On ne peut s’empêcher d’être quelque peu perplexe sur cette profonde métamorphose de la vieille Dame centenaire qu’est la Coupe Davis. De nombreux joueurs risquent en tout cas de boycotter l’épreuve et la proximité de la nouvelle épreuve de l’ATP appelée WorldTeam Cup, qui doit débuter en janvier 2020, risque de créer une réelle confusion entre les deux tournois. Lucas Pouille, le n°1 tricolore, s’est dit prêt à boycotter le nouveau tournoi. « Si c’est pour jouer la Coupe Davis la dernière semaine de novembre et la World Team Cup le 1er janvier, deux tournois qui seront exactement les mêmes, je n’y trouve aucun intérêt » a-t-il déclaré. « Ma décision est arrêtée, je n’y participerai pas. Pour moi, la Coupe Davis, ça ne se joue pas sur une semaine. »
Même le roi Roger a manifesté son inquiétude sur l’abandon de l’ancienne formule. « Je me sens triste de ne plus avoir la Coupe Davis comme elle était avant.
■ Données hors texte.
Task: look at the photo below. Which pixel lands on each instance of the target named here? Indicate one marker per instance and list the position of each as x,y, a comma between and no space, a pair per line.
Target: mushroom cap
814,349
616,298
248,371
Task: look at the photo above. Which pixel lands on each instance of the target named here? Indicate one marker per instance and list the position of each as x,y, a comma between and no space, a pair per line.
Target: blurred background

Cela ne sera jamais pareil pour la génération suivante », a lancé Federer en marge du tournoi de Cincinnati. «J’espère simplement que chaque centime sera utilisé pour la génération suivante », a ajouté le Suisse en référence au contrat de 2,5 milliards d’euros signé avec la société de Piqué. « L’ITF n’a jamais impliqué les joueurs dans ce projet. Il a des failles sur plusieurs points. Mais je suis pour l’innovation, et je vais leur donner une chance dans une certaine mesure », a ajouté le joueur de 37 ans, vainqueur de l’édition 2014 mais qui n’a rejoué qu’une seule fois en Coupe Davis depuis cette date.
Seul l’ancien n°1 mondial Novak Djokovic semble satisfait du scénario voulu par l’ITF : « Le changement était inévitable, je suis vraiment content que les gens de l’ITF aient compris l’urgence du changement de format et du calendrier. Cela n’allait pas, surtout pour les meilleurs joueurs », a déclaré le Serbe.